Embodied AI research is undergoing a shift toward vision-centric perceptual paradigms. While massively parallel simulators have catalyzed breakthroughs in proprioception-based locomotion, their potential remains largely untapped for vision-informed tasks due to the prohibitive computational overhead of large-scale photorealistic rendering. Furthermore, the creation of simulation-ready 3D assets heavily relies on labor-intensive manual modeling, while the significant sim-to-real physical gap hinders the transfer of contact-rich manipulation policies. To address these bottlenecks, we propose GS-Playground, a multi-modal simulation framework designed to accelerate end-to-end perceptual learning. We develop a novel high-performance parallel physics engine, specifically designed to integrate with a batch 3D Gaussian Splatting (3DGS) rendering pipeline to ensure high-fidelity synchronization. Our system achieves a breakthrough throughput of 10^4 FPS at 640x480 resolution, significantly lowering the barrier for large-scale visual RL. Additionally, we introduce an automated Real2Sim workflow that reconstructs photorealistic, physically consistent, and memory-efficient environments, streamlining the generation of complex simulation-ready scenes. Extensive experiments on locomotion, navigation, and manipulation demonstrate that GS-Playground effectively bridges the perceptual and physical gaps across diverse embodied tasks. Project homepage: https://gsplayground.github.io.

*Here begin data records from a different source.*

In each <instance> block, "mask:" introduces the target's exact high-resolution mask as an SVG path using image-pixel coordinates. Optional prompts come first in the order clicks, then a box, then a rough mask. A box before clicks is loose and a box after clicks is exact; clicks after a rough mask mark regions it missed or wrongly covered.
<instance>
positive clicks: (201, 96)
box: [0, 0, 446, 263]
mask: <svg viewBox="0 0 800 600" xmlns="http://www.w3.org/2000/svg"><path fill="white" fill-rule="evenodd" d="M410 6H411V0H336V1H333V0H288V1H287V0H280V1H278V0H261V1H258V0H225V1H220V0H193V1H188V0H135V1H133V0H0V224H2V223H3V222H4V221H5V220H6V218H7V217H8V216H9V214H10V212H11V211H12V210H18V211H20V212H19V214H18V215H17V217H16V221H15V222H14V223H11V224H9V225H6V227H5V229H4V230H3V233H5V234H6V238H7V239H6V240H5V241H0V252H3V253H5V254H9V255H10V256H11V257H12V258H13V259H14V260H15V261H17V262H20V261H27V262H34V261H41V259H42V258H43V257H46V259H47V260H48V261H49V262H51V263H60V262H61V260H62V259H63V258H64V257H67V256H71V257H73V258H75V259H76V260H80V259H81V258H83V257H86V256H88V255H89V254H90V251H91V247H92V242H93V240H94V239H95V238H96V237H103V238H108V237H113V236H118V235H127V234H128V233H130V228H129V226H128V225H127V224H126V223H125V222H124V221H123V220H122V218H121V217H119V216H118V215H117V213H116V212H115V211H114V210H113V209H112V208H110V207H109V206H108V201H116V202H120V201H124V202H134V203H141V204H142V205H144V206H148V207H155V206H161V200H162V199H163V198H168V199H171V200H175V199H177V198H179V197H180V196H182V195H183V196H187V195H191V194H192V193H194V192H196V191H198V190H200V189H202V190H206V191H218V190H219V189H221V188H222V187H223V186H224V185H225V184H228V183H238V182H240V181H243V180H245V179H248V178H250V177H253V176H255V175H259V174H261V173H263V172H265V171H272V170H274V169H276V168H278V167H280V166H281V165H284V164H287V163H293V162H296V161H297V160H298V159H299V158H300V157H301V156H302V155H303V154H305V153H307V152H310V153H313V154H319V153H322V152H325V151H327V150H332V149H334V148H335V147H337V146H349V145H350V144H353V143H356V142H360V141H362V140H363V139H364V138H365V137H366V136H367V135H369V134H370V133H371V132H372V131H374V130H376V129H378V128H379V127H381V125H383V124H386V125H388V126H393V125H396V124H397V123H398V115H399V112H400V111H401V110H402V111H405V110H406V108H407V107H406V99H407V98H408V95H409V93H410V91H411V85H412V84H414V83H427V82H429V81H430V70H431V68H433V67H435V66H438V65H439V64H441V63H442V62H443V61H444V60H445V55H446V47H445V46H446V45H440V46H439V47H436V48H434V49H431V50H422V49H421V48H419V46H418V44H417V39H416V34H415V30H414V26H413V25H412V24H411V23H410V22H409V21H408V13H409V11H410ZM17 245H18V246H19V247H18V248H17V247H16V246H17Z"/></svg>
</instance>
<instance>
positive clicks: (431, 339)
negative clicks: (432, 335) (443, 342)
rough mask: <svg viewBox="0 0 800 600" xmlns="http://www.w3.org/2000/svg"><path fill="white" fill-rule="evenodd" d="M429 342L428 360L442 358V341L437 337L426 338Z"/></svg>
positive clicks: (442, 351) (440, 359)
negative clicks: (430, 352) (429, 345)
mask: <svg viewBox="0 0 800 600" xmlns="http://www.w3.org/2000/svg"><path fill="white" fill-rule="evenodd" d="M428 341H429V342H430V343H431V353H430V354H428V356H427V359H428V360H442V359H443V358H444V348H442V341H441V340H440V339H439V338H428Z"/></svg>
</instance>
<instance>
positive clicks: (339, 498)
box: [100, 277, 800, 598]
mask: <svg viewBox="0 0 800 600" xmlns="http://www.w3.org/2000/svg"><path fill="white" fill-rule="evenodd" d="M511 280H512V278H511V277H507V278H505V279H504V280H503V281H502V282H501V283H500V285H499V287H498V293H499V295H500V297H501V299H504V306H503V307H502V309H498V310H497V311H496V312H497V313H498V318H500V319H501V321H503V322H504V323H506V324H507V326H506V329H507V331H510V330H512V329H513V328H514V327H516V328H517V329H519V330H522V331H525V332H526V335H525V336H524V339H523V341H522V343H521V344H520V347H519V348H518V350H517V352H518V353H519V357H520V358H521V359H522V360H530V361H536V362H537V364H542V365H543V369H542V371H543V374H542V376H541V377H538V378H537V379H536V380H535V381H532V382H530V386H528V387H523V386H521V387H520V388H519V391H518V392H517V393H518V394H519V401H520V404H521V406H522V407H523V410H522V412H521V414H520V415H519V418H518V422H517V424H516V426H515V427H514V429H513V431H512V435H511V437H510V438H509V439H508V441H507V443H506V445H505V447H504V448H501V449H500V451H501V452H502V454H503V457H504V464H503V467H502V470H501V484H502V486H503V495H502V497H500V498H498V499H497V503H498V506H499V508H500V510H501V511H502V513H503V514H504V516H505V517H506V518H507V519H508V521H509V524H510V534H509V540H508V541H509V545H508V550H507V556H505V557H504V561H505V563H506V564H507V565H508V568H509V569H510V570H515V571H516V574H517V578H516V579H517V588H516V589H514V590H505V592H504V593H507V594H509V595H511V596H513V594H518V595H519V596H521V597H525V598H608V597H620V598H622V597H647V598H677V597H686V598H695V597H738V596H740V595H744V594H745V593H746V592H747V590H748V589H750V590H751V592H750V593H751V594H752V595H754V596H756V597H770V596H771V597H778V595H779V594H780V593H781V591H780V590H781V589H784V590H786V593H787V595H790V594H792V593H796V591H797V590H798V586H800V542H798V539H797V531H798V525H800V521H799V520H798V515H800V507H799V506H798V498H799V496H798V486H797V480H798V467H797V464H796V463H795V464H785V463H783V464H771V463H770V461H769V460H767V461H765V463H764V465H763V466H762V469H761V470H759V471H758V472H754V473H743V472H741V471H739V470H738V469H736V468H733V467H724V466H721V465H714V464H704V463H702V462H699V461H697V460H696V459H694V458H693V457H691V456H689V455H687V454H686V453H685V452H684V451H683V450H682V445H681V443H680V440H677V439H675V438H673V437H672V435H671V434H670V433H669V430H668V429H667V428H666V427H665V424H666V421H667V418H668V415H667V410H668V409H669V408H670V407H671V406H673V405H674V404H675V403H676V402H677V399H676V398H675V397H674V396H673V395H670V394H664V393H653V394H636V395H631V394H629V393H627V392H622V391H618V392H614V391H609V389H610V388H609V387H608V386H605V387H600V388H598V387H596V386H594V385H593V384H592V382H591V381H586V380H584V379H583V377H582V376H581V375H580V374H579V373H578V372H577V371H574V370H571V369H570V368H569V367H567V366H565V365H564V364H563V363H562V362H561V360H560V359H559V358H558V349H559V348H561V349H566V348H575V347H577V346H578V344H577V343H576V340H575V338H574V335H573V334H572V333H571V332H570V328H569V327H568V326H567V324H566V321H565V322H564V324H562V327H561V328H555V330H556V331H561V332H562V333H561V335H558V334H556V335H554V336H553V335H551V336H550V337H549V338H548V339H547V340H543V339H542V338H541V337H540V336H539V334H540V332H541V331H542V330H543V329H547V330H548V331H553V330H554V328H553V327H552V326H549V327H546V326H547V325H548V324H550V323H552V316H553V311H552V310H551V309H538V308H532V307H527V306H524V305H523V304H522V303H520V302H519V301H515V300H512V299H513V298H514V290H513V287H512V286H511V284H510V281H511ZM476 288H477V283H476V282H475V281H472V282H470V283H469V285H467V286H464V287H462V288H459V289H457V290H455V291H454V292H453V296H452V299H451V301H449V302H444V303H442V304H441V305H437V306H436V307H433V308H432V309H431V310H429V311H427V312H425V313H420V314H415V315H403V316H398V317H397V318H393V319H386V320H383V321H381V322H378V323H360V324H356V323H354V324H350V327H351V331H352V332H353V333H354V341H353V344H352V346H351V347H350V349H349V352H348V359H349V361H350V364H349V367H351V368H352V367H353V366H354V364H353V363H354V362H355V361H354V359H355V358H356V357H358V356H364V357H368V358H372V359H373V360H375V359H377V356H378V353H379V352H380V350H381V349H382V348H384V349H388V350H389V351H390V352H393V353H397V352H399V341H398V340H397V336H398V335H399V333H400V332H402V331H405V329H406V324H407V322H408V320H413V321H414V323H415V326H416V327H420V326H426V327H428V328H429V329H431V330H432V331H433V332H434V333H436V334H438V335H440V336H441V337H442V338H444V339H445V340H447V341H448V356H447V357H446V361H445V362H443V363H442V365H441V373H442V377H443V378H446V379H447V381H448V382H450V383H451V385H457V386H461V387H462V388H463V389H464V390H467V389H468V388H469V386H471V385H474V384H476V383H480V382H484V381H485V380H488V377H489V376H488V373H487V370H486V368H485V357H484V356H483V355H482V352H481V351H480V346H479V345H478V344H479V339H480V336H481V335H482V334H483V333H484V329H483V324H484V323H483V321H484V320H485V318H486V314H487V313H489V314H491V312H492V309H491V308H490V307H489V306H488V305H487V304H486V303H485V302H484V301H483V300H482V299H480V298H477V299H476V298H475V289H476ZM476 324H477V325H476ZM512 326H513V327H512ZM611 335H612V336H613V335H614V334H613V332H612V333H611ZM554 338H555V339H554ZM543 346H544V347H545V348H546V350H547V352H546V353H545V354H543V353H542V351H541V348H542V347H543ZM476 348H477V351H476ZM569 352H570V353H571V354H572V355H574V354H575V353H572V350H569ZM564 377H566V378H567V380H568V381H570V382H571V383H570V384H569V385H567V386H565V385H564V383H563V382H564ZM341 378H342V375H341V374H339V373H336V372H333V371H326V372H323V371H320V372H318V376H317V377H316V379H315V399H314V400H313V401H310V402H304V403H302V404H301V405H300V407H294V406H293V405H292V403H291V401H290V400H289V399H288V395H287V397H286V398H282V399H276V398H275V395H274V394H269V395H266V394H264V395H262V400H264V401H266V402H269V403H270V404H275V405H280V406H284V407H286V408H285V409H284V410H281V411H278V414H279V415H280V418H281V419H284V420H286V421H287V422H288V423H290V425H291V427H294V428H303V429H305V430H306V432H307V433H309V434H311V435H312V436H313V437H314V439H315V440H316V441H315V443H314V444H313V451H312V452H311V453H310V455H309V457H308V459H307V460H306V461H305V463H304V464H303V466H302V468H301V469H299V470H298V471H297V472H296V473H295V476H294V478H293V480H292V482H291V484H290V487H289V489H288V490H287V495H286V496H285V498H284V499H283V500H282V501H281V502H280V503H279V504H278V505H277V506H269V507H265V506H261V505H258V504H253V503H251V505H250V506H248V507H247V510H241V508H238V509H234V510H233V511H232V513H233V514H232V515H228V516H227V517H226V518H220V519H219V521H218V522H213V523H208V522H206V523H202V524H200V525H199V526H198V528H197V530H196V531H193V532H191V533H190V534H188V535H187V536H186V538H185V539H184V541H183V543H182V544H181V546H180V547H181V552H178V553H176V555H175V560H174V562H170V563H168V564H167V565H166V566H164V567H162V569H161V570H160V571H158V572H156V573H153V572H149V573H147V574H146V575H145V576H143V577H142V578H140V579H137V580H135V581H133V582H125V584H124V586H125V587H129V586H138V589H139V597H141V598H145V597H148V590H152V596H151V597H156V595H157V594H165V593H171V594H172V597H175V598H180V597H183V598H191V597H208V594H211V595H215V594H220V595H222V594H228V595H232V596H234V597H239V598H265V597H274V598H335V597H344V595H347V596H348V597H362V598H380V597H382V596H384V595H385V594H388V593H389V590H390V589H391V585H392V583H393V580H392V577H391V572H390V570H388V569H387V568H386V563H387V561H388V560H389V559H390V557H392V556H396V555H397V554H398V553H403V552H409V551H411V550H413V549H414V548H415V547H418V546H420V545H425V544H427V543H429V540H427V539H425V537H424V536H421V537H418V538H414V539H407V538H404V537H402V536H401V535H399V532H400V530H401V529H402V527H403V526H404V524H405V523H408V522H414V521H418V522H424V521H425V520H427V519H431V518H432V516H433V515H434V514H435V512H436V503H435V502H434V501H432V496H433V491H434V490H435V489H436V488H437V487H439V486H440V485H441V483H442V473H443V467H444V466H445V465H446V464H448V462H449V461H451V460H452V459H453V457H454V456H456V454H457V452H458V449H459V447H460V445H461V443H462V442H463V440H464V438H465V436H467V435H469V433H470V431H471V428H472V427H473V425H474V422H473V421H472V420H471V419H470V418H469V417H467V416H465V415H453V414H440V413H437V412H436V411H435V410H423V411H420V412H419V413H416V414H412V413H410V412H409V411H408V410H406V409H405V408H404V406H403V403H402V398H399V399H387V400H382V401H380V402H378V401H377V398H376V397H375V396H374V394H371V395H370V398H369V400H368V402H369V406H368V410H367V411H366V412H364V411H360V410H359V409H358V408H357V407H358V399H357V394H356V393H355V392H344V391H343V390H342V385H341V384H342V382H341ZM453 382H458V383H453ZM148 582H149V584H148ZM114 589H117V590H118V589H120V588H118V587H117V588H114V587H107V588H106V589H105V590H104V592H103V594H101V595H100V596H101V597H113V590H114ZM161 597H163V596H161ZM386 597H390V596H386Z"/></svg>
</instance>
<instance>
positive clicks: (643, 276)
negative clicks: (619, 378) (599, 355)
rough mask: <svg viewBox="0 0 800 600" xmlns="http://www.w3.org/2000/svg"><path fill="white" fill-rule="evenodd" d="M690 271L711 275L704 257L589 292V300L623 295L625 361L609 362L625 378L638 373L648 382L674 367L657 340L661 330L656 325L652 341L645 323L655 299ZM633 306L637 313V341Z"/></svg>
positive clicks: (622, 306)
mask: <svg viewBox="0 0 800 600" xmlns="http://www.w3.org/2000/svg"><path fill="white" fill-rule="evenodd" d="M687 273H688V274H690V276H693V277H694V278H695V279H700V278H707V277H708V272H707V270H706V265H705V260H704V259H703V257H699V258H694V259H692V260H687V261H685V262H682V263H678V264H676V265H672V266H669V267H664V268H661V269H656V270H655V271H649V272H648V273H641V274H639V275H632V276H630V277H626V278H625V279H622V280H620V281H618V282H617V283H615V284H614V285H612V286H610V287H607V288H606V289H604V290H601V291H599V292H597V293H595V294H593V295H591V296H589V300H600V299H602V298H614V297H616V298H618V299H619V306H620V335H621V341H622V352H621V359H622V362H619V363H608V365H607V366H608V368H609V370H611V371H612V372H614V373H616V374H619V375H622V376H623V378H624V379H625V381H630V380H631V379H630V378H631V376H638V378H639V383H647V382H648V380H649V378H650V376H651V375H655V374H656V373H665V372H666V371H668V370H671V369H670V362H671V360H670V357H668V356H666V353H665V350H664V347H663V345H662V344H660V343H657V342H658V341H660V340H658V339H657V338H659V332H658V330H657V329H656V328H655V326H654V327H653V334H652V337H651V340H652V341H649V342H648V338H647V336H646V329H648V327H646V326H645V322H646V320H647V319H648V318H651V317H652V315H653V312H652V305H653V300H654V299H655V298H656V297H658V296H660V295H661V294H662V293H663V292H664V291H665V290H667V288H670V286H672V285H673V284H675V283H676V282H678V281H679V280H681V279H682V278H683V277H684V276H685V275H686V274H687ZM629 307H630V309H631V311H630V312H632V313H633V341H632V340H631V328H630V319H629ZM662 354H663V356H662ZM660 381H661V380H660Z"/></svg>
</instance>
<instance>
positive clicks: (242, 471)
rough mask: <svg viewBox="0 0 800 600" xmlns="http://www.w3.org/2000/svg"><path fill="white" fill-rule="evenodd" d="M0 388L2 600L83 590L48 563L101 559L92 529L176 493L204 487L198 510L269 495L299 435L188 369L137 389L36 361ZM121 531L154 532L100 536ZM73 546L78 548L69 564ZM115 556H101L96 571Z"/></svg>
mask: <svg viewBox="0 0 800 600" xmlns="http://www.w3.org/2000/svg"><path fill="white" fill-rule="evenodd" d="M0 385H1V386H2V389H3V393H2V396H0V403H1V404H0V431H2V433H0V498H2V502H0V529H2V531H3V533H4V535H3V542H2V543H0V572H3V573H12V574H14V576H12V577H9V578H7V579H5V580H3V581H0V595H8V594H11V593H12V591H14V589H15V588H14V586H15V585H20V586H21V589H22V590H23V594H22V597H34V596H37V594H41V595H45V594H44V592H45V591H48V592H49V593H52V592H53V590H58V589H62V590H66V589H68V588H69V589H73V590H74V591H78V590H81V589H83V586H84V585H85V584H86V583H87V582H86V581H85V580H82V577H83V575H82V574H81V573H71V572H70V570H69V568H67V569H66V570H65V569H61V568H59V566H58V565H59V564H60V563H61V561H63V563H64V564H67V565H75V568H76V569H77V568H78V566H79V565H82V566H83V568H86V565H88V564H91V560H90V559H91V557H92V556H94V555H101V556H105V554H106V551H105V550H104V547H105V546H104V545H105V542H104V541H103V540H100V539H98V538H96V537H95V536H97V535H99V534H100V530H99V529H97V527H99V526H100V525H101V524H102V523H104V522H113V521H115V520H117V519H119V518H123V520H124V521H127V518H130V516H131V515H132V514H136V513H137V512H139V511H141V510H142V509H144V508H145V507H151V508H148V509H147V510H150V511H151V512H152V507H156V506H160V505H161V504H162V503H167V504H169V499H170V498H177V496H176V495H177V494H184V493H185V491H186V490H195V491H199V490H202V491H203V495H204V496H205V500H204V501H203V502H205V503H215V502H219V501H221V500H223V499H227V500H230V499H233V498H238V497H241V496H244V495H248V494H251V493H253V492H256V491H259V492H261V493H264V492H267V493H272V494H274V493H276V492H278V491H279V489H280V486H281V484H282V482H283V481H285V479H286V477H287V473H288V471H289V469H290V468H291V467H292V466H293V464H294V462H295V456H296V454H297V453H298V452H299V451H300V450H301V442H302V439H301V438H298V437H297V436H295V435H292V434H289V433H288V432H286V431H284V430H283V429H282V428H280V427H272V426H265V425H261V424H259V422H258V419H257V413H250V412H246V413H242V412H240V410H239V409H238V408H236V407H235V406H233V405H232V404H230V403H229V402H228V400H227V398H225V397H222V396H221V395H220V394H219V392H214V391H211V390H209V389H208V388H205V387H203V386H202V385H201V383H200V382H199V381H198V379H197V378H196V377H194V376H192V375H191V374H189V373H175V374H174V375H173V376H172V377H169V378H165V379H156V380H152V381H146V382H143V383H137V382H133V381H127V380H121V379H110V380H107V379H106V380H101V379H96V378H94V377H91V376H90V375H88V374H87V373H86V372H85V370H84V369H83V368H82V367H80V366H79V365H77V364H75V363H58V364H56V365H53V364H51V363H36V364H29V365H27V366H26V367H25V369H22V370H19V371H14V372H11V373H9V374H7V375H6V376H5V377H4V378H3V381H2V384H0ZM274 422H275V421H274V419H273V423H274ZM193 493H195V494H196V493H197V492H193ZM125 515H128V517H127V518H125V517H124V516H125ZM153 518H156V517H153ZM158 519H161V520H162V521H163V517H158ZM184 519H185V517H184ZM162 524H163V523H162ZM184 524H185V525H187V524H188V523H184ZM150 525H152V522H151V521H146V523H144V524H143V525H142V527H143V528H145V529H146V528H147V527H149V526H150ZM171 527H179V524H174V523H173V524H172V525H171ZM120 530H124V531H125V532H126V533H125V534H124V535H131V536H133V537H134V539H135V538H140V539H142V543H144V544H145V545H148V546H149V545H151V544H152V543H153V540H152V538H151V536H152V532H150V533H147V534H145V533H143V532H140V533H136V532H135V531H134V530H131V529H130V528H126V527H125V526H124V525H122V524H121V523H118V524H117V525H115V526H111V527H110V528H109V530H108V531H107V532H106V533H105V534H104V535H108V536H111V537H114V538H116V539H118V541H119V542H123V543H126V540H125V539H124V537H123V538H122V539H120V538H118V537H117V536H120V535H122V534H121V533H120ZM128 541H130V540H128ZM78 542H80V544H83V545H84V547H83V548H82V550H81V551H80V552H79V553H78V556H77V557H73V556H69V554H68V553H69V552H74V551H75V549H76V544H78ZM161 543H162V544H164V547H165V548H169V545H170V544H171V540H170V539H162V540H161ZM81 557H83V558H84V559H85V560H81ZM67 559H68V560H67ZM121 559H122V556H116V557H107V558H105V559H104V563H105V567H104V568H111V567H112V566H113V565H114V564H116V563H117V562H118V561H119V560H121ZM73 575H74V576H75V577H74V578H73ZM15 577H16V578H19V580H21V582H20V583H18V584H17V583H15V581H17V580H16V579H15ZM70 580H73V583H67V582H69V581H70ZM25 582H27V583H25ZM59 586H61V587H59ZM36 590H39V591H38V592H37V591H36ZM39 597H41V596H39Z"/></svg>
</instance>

翻译：具身人工智能研究正经历向视觉中心感知范式的转变。尽管大规模并行仿真器已推动基于本体感知的运动控制取得突破，但由于大规模逼真渲染带来的高昂计算开销，其在视觉驱动任务中的潜力仍未充分开发。此外，创建可直接用于仿真的三维资产高度依赖人工建模，而显著的仿真到现实物理差距则阻碍了接触式操作策略的迁移。为应对上述瓶颈，我们提出GS-Playground——一种旨在加速端到端感知学习的多模态仿真框架。我们开发了一种新型高性能并行物理引擎，其专门设计用于与批处理三维高斯泼溅渲染流水线集成，以确保高保真同步。该系统在640×480分辨率下实现了每秒10^4帧的突破性吞吐量，显著降低了大规模视觉强化学习的应用门槛。同时，我们引入了一种自动化真实到仿真工作流，用于重建具有逼真视觉效果、物理一致性及内存高效性的环境，简化了复杂仿真就绪场景的生成。在运动控制、导航和操作任务上的广泛实验表明，GS-Playground有效弥合了不同具身任务中的感知与物理差距。项目主页：https://gsplayground.github.io。